Closed
Description
import numpy as np
from sklearn.linear_model import RidgeCV, Ridge
from sklearn.datasets import load_boston
from sklearn.preprocessing import scale
boston = scale(load_boston().data)
target = load_boston().target
alphas = np.linspace(0.1, 200)
weight = np.logspace(0, -2, len(target))
print "RidgeCV(eigen)"
fit0 = RidgeCV(alphas=alphas, store_cv_values=True, gcv_mode='eigen').fit(boston, target, sample_weight=weight)

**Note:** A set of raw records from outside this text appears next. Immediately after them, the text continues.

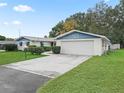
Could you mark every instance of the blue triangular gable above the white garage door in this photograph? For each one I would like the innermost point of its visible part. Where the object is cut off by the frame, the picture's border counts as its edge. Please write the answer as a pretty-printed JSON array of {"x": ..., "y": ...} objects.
[{"x": 77, "y": 35}]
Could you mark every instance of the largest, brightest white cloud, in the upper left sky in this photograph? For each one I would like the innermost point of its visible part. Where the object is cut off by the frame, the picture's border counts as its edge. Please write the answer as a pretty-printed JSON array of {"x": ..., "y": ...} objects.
[{"x": 23, "y": 8}]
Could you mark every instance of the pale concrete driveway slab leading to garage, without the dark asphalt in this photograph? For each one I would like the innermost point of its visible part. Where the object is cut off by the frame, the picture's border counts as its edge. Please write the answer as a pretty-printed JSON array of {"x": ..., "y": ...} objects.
[{"x": 50, "y": 66}]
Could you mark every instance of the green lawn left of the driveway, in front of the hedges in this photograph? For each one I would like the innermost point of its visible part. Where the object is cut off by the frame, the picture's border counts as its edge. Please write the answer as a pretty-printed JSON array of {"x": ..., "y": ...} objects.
[{"x": 12, "y": 57}]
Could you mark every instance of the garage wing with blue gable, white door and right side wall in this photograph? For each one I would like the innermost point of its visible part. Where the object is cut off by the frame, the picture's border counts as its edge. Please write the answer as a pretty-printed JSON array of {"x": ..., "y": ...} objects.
[{"x": 82, "y": 43}]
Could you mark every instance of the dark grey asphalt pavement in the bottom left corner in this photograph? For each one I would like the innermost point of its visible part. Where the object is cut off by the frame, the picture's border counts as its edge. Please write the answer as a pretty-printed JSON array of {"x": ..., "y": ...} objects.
[{"x": 15, "y": 81}]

print "alpha:", fit0.alpha_
print "cv:", fit0.cv_values_[0,0:5]
print "coef:", fit0.coef_[:5]
print "RidgeCV(svd)"
fit1 = RidgeCV(alphas=alphas, store_cv_values=True, gcv_mode='svd').fit(boston, target, sample_weight=weight)
print "alpha:", fit1.alpha_
print "cv:", fit1.cv_values_[0,0:5]
print "coef:", fit1.coef_[:5]
print "Ridge"
fit2 = Ridge(fit0.alpha_).fit(boston, target, sample_weight=weight)
print "coef:", fit2.coef_[:5]
gives:
RidgeCV(eigen)
alpha: 167.363265306
cv: [ 1.63311277 1.58236816 1.53267447 1.48401844 1.43638695]
coef: [-0.90546722 1.0438252 0.09577594 0.68459321 -2.00971137]
RidgeCV(svd)
alpha: 167.363265306
cv: [ 1.63311277 1.58236816 1.53267447 1.48401844 1.43638695]
coef: [-0.90546722 1.0438252 0.09577594 0.68459321 -2.00971137]
Ridge
coef: [-0.11587241 0.37139676 -0.35468307 0.26534304 -0.29640185]
If sample_weight
is None
, all three models give the same coefficients.